Oh the lemony goodness that is these little goodies. This time of year I average 2-3 batches of cookies a week through the Holidays. Most would think that nuts...and I would have to agree a bit. It maybe overkill. The thing is in my house when you start to talking about the holidays in the month's leading up to it...the first thing most of my family members will mention will be "the cookies". The kids especially already have this fond memory of the cookies "mom makes for Christmas".I love this. It means it is an accidental "tradition" to them. My family own growing up really didn't have to many traditions when it came to the holidays. Heck, by the time I was in high school we didn't even put up a tree. It was rather depressing. So yes, making these little traditions for my own kiddos matters to me.
So if you have yet enjoyed getting down to some serious cookie making for your family...now is a great time to start!:-)

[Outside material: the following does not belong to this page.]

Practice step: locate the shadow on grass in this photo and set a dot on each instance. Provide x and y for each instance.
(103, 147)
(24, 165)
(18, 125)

Another thing you should know about me. I LOVE old cookbooks. I have quite a collection now. I prefer cookbooks made from about 1910-1950. Why? Because the ingredient lists are so simple and pure. The recipes so straight forward. Yet the food is sooooo good! Now granted I have stumbled on some recipes that use such ingredients as Turtle Soup (whatever that is it doesn't sound like something I could find these days;-) or some other strange thing I have never heard of. But most are just basic yummy stuff. This recipe is one such recipe from 1950. Most of the old books call for shortening or lard but unsalted butter works just the same.
- 1/2 cup of butter
- 3/4 cup of sugar
- 1 egg
- 2 tbsp. lemon juice
- 1 tbsp water
- 2 tsp grated lemon rind
- 1 3/4 cups flour
- 1 1/2 tsp. baking powder
- 1/4 tsp. salt
- Mix all of the ingredients together and chill the dough in the fridge for about 20 minutes. Chilling it makes it a bit easier to form into shapes.
- The great thing about these little cookies is they can be rolled out and cut into shapes, put in a cookie press (although if you do this I wouldn't refrigerate it. It would make it harder to squeeze out.), or use the soda bottle top method (which I used for the above cookies)
- Place in 400 degree oven. I prefer softer cookies so I bring them out before they are browning up. The choice is up to you. the longer you leave a cookie in the oven the crunchier it will be.
- While they are cooling it's time to mix some icing!
- Powdered sugar
- food coloring
- This one is a fairly easy one... I normally grab a mug and place about a cup of powdered sugar into it.
- Add the milk and food coloring (you do not have to use food coloring...totally a choice)
- Mix them and keep adding either more sugar or milk till you get the consistency you are looking for. Personally I like my icing a bit thick but thin enough that I can pour it off of the spoon into the center of my cooled cookie. This allows it to just roll over the entire cookie.
~make sure your cookies are cooled down before adding icing. If they are warm it will just melt right off of the cookie and leave you with a very thin layer. I need lots of icing on mine;-)
~If you are going to add sprinkle, nuts or any kind of decoration I suggest doing it while the icing is still wet. It probably will not stick to the cookie if you wait till the icing dries.
~I typically ice them while they are on the cooling rack...be sure to put a paper towel or towel under the rack or you will have a ton of sticky icing to scrape off you counters. No fun!